Potemkin attended some of Cagliostro’s seances but never believed in them, remaining one of the few senior courtiers who did not become a Mason. He and Catherine thoroughly enjoyed joking about Cagliostro’s tricks.30 Potemkin’s real interest was in Countess Cagliostro. Serenissimus is said to have enjoyed an affair with the hierophant’s wife, born Lorenza, renamed Serafina and sometimes calling herself Princess di Santa Croce. This may have damaged Cagliostro more than he realized. Catherine teased Potemkin about the time he spent at their house: perhaps he should learn to keep Cagliostro’s spirits in check…Did she mean the ersatz Princess–Countess?31

So often did he call on Cagliostro’s luxurious, indebted establishment that, according to legend, one of Potemkin’s highborn Russian mistresses decided to bribe the adventuress to give him up. In one of those poignant, almost respectful meetings between noblewoman and courtesan, the former paid Serafina 30,000 roubles, quite a sum, to leave. Potemkin was flattered. He told Cagliostro’s girl that she could stay, let her keep the money – and paid back the full amount to the noblewoman. Some silly legends32 claim that the ‘noblewoman’ was the Empress herself.

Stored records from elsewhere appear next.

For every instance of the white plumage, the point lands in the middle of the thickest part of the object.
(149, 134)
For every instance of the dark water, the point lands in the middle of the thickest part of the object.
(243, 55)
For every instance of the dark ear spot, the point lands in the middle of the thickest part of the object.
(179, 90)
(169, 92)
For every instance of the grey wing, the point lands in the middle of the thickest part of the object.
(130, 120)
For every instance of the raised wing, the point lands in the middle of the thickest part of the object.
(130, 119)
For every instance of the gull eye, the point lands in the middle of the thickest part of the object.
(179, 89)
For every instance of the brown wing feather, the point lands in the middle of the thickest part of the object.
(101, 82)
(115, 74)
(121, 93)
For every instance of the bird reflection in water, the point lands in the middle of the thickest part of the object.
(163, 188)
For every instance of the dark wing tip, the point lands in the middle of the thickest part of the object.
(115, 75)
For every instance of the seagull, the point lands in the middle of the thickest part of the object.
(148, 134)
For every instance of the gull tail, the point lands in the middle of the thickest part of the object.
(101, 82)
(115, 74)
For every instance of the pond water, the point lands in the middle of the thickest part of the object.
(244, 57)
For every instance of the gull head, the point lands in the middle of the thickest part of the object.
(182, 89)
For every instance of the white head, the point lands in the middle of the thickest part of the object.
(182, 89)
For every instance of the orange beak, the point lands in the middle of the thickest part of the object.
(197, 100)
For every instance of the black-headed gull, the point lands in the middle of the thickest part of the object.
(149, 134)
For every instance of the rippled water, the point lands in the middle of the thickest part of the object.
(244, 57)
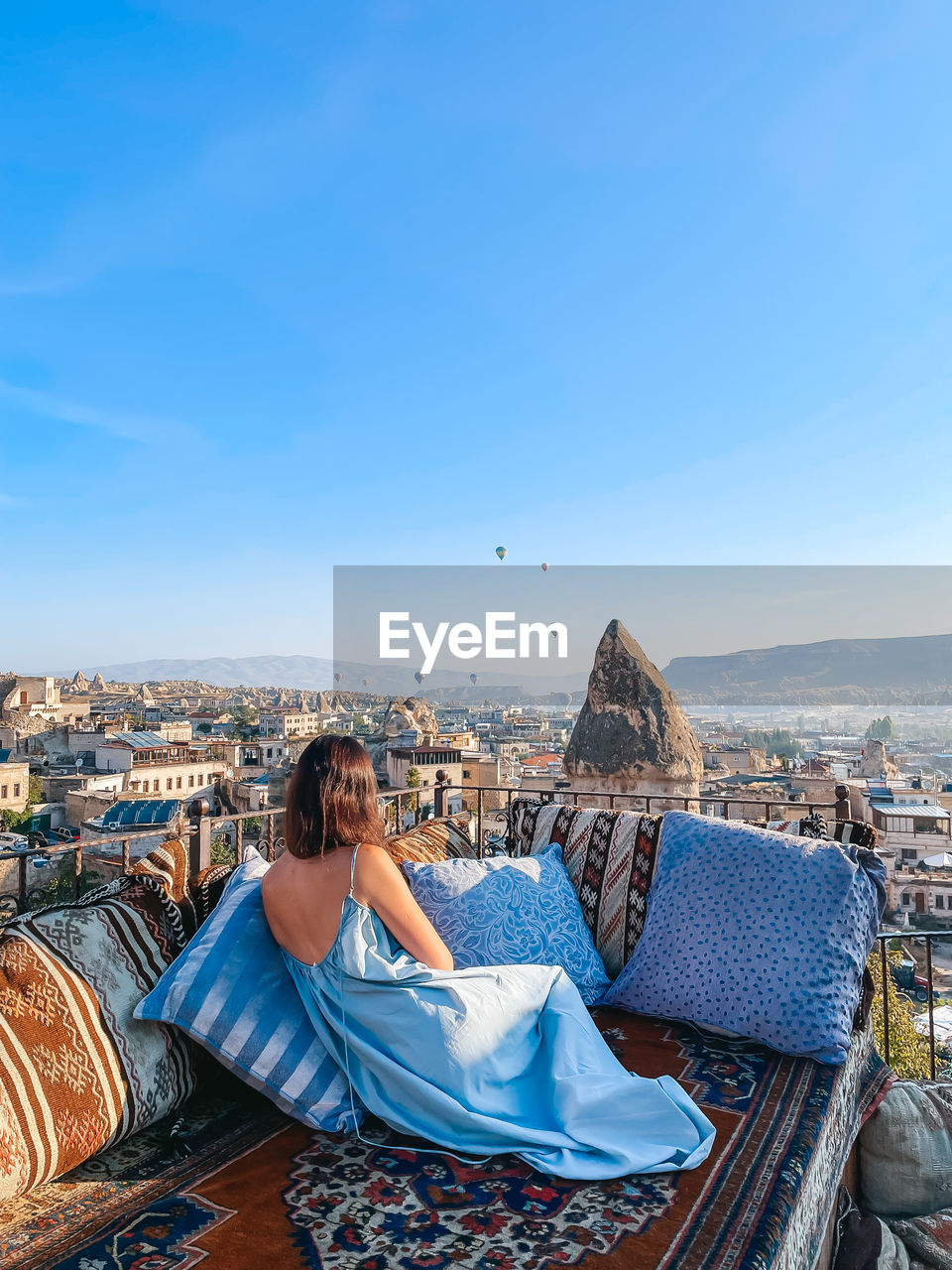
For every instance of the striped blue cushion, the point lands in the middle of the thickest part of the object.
(231, 992)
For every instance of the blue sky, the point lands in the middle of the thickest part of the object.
(296, 285)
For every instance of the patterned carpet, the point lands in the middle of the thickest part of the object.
(258, 1191)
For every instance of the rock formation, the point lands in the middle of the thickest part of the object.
(631, 734)
(403, 714)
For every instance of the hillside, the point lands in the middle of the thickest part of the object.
(910, 665)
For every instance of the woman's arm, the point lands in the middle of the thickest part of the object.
(380, 884)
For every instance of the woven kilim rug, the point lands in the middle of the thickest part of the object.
(258, 1191)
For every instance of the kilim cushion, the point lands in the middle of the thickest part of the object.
(444, 838)
(169, 864)
(77, 1071)
(610, 857)
(231, 992)
(858, 833)
(207, 888)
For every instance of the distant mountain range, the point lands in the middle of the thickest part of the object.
(906, 665)
(313, 674)
(832, 670)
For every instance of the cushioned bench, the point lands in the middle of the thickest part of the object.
(262, 1191)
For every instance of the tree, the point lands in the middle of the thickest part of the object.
(880, 729)
(909, 1052)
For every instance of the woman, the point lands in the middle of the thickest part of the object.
(483, 1061)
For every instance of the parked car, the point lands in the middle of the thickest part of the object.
(44, 838)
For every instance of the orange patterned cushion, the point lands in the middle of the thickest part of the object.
(611, 860)
(77, 1071)
(444, 838)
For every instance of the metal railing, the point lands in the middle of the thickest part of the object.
(203, 830)
(198, 833)
(504, 842)
(938, 1053)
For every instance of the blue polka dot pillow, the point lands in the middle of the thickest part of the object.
(757, 933)
(511, 912)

Debts and truth had a way of catching up with such characters, even in that louche century. Soon afterwards, the Spanish Ambassador complained that Cagliostro was neither grandee of Spain nor colonel. Catherine cheerfully told Grimm that the sorcerer and his ‘Countess’ had been thrown out of Russia.*8


When Panin summoned Harris in early February 1780 to read him a rejection of the British proposals for an alliance, Sir James rushed over to Potemkin to learn the reasons. Potemkin clearly (for once) stated that Catherine’s fear of ‘embarking on a fresh war was stronger even than her thirst for glory’. Harris did not seem to hear. Potemkin explained that the new favourite, Lanskoy, was desperately ill, which had ‘unhinged’ the Empress. Sir James believed him when he claimed: ‘My influence is temporarily suspended.’ Harris criticized these ‘timid resolutions’, at which ‘The Prince caught fire’ and boasted that before he slept he ‘would have a trial of skill whether there was in the empire any influence more powerful than his’. Harris was most encouraged, but typically Potemkin became ill and did not receive him again for weeks.